Sa vision de l’évangélisation est résolument tournée vers l’action. « Quand Jésus dit +donnez-leur vous-mêmes à manger+, je viens apprendre aux gens à pêcher, à trouver la nourriture », dit-il citant les Écritures pour appuyer sa démarche. A ses yeux, nourrir le corps et l’âme vont de pair.
Aujourd’hui, c’est en précurseur satisfait qu’il constate une mise à l’échelle de ses pratiques. « Je sens que mon rêve est en train d’être accompli. Ce sera une relève qui va s’étendre un peu comme un filet, un peu partout », espère-t-il, confiant en l’avenir.
Une passion innée pour l’agriculture
Originaire de Boniérédougou dans le département de Dabakala (Centre-Nord), le père Barnabé Bakary a suivi un parcours académique et spirituel remarquable. Après ses études primaires, il poursuit sa formation au petit séminaire de Katiola, puis au lycée catholique de Dabou. Il obtient un Diplôme d’études universitaires générales (DEUG) en philosophie à l’UCAO, avant de partir en France pour un BAC S, et réussit ensuite le concours d’entrée à l’école supérieure d’agronomie de Purpan, à Toulouse.

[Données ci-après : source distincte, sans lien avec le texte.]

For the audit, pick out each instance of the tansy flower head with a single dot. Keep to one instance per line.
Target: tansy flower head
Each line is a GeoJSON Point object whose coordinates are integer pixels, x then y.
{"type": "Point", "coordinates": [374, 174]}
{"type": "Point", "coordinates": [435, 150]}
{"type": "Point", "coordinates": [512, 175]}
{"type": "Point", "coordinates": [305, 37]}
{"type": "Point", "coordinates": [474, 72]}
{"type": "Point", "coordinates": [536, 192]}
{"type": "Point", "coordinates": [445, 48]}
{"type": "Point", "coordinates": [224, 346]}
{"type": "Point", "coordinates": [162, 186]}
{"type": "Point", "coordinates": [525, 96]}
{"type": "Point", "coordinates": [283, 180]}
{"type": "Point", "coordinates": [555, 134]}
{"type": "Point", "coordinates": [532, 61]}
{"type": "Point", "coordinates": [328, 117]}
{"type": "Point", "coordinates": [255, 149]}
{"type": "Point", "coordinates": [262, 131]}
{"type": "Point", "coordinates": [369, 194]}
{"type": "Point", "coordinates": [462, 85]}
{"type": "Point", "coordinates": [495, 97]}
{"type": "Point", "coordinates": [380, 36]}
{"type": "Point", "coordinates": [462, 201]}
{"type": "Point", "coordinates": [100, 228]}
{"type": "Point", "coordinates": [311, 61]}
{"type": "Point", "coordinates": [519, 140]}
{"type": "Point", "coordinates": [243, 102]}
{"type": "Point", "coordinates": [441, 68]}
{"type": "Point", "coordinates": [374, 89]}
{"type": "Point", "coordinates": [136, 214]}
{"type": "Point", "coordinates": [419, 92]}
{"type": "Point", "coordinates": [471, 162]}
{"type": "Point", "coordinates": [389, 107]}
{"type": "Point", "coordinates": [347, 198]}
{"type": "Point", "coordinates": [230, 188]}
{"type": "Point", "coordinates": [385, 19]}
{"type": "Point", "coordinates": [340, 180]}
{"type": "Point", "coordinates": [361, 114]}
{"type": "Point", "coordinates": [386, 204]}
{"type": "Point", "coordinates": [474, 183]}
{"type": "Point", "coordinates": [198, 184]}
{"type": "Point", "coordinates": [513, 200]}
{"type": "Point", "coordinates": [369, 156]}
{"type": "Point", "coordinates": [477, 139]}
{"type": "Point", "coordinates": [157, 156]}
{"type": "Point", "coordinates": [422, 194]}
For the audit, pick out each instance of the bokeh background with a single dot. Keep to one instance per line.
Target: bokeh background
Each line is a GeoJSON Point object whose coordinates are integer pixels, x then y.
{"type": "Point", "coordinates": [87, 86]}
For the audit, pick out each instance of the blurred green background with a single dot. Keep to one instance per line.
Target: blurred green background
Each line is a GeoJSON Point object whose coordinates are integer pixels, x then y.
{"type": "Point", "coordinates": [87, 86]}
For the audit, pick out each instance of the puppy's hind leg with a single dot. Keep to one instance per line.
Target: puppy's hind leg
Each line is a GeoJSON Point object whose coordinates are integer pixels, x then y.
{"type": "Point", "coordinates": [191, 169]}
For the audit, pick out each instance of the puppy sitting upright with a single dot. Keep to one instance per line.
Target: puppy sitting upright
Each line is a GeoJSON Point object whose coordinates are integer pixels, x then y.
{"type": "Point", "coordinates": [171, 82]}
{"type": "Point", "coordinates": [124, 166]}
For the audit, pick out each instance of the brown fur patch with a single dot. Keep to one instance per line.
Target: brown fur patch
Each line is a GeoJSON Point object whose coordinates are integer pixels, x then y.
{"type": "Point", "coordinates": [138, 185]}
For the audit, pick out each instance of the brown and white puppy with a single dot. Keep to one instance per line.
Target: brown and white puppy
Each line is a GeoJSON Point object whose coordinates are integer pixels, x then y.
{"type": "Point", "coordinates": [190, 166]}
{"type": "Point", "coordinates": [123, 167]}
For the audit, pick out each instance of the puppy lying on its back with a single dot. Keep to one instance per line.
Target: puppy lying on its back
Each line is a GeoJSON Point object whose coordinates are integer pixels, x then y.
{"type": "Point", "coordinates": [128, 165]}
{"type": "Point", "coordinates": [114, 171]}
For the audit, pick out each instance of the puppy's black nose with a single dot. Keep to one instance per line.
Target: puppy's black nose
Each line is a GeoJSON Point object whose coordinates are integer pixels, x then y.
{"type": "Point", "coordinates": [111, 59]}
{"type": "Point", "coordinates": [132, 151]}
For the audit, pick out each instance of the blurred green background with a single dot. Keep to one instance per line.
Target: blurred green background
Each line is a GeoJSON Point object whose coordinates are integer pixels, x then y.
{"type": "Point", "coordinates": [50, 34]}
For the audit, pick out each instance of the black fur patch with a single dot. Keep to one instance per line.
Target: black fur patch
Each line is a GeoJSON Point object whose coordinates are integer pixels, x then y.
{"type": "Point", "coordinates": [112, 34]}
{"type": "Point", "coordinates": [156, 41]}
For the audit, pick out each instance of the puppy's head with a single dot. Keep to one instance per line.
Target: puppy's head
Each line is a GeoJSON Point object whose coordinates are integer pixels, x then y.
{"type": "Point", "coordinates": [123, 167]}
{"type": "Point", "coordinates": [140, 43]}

De retour en Côte d’Ivoire, il décide de continuer ses études théologiques à l’Institut Missionnaire Catholique d’Abidjan tout en travaillant comme directeur d’un centre de formation agrobiologique, où il forme des jeunes déscolarisés en agriculture, élevage et gestion. En 2010, le père Barnabé est approché pour réaliser un audit de 8 jours par le fondateur de la SAP de la ME. Ce qui devait être une mission temporaire s’est transformée en un engagement durable, puisqu’il y travaille depuis 14 ans, avec la même passion et dévouement.
« Depuis tout petit. J’ai toujours dit que le jour où je serai prêtre, ce ne serait pas dans une paroisse », conclut-il, avec l’espoir de pouvoir continuer encore très longtemps à faire sa tournée quotidienne pour s’assurer que tout se passe très bien.
ARD/APA
* Ce portrait a été produit au cours de l’atelier de formation de journalistes francophones sur « la désertification et la gestion durable des terres », du 02 au 06 septembre à Abidjan.